Judicial review success, one year from decision granted

By clairefowler

Photo showing scale of building, permission issued without amenity conditions threatened the residents

A matter that started with ELF has been successful in a Judicial Review claim, despite being a year since the decision. This is an eminently just decision for local residents and ELF would like to thank ELF members Horatio Waller and Ian Graves and congratulate them on a good result for the local community in Milton Keynes.

In December of last year ELF was approached by two separate individuals on the same matter. Local people in Milton Keynes had discovered that the permission for the enormous new industrial building being built meters from their bungalow homes did not have any of the amenity conditions, as should have been attached to the permission. Awareness of this had first come to light when trees that residents had thought protected, were felled. On reviewing the planning permission it was revealed that all 13 amenity conditions were missing. A sorry situation for local residents as conditions related to landscaping, light and noise were imposed to protect the amenity of neighbouring residents. As we were now over a year since the decision notice had been issued, the question was could we still JR the original decision?
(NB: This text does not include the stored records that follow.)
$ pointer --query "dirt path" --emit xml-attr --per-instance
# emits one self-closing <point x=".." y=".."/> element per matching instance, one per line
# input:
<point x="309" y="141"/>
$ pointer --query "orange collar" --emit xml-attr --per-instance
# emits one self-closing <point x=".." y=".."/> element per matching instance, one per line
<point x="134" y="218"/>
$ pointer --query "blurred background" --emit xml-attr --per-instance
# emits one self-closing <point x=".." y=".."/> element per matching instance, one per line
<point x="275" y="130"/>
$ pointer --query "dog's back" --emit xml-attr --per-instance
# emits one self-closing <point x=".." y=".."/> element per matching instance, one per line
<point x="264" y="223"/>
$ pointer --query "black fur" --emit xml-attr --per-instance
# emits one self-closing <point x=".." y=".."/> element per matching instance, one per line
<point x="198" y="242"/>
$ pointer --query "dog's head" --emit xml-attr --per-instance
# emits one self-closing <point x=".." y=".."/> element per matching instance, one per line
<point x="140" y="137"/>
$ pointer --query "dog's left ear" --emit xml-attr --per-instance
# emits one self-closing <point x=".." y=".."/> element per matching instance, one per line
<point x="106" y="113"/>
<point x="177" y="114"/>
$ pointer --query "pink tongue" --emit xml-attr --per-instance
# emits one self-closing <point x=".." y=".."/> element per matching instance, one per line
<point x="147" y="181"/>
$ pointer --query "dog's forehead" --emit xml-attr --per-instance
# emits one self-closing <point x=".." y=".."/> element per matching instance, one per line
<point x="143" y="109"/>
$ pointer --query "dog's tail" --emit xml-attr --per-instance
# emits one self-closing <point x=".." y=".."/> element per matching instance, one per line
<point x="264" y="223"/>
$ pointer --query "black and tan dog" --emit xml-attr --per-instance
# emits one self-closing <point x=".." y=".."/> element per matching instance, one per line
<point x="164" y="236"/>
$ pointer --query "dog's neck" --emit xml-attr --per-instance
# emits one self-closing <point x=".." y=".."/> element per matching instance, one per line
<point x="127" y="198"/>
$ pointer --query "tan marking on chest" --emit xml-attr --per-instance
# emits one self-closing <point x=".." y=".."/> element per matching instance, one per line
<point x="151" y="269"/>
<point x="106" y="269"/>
ELF approached Ian Graves, ELF solicitor member at Shakespeare Martineau and Horatio Waller at FTB. Both agreed to undertake the matter under a CFA.

Horatio Waller explains more fully. This extract first appeared on the 29th May - https://www.ftbchambers.co.uk/news/success-judicial-review-claim-issued-1-year-out-time

It emerged after JR was issued that the developer and junior officers of the Council had discovered the mistake soon after the notice was issued, but residents and senior planning officers were kept in the dark for several months. When senior officers discovered the mistake they attempted to rectify the error by encouraging a second application for identical development, subject to a unilateral undertaking revoking the first permission.

Permission on a second application was approved by the DCC, but a decision notice was never issued. The reason why became public knowledge only after JR was issued. The developer had attempted to persuade the Council to drop one of the conditions on the first permission, which controlled access to the site by heavy goods vehicles (HGV), in return for it implementing a second identical permission that included the missing conditions.

This was unacceptable to the Council and the arrangement fell through. The Council then decided to impose a s102 order imposing controls on lighting, but not controlling other matters addressed by the missing conditions. This was only a partial solution, so Mrs Wardlaw issued JR out-of-time to challenge the planning permission. By the time JR was issued, over a year had expired since planning permission was granted and the development was almost complete.

The deadline for issuing JR of a grant of planning permission is six weeks, but the Court has a power under CPR 3.1(2)(a) to extend the time limit which can be sought after the expiry of the six week period. Mrs Wardlaw sought permission to issue JR out-of-time, arguing that there were “very special reasons” why the Court should do so citing Sales LJ’s judgment in Gerber v Wiltshire Council [2016] 1 WLR 547 at [49].

Reliance was also placed on the High Court decision in Thornton Hall Hotel Ltd v Wirral WBC [2018] PTSR 94 where a judicial review claim against a grant of planning permission was allowed notwithstanding that it had been brought five years out-of-time. In that case the planning permission had erroneously omitted conditions specified by the planning committee, including a five-year time limit on the permission, and the claimant had issued the claim with reasonable speed on becoming aware of the mistake. The judgment was recently upheld on appeal ([2019] EWCA Civ 737).

The Wardlaw JR settled after the developer and Council agreed to revisit the proposal of promoting a second application for identical development on the site. The developer dropped its stance that no HGV condition should be imposed and gave a unilateral undertaking that it would cease implementing the first permission and implement the second permission. Planning permission was subsequently granted.

This settlement meant that Mrs Wardlaw could discontinue her claim because the underlying issues had been resolved and the Council had agreed to pay her costs.”

This is the best result the community could have hoped for. There has been subsequent disquiet from local councillors that this building, so out of scale with local homes, was recommended for approval in the first place. At least now, thanks to a great legal team, the community have the protections that they expected.